OPINION OF THE COURT
Stein, J.In this CPLR article 78 proceeding, the issue before us— apparently one of first impression in the courts of this state — is whether a subsequent owner of property formerly used as a permitted hazardous waste treatment, storage or disposal (hereinafter TSD) facility is subject to the requirement set forth in ECL article 27, title 9 and the regulations enacted by respondent Department of Environmental Conservation (hereinafter DEC) (6 NYCRR subpart 373-2) to provide financial assurance for the ongoing performance of corrective action on the property. Based upon our review of the applicable statutes and regulations, and particularly in view of the absence of any express language to that effect therein, we conclude that a subsequent owner is not, without more, subject to such requirements.
The relevant facts are as follows: Roth Brothers Smelting Corporation owned and operated a metals recovery facility in the City of Syracuse, Onondaga County. In 1987, Roth obtained a permit for the operation of a hazardous waste storage facility on the property {see ECL 27-0913). After the permit expired in 1992, Roth ceased operations and, in accordance with DEC *83requirements, was directed to take certain corrective action to address contaminated soil and groundwater on the property (see ECL 71-2727 [3]; 6 NYCRR 373-2.7).1 Pursuant to a 1994 order on consent (hereinafter the Roth order), Roth was required to, among other things, submit “a detailed post-remedial operation and maintenance plan,” construct an on-site corrective action management unit (hereinafter CAMU)2 to hold approximately 21,000 tons of treated soil, and provide financial assurance for the plan.3 In connection therewith, Roth recorded a declaration of covenants and restrictions, which provided public notice of, among other things, the Roth order and information about the contaminants found on the property and the existence of the CAMU.

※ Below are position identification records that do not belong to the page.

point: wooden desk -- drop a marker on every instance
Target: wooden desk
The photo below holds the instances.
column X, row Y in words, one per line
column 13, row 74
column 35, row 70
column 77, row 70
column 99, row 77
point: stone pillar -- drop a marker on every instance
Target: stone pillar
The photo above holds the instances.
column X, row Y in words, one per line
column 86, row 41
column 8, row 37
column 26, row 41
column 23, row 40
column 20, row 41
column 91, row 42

In 1999, Roth sold the property to Wabash Aluminum Alloys, LLC, whose sole shareholder was Connell Limited Partnership (hereinafter collectively referred to as Wabash). Petitioner Thompson Corners, LLC purchased the property from Wabash in 2005 and later sold a portion thereof to petitioner Metálico Syracuse Realty, Inc. Metálico thereafter assumed responsibility for conducting environmental monitoring and testing and general oversight of the CAMU.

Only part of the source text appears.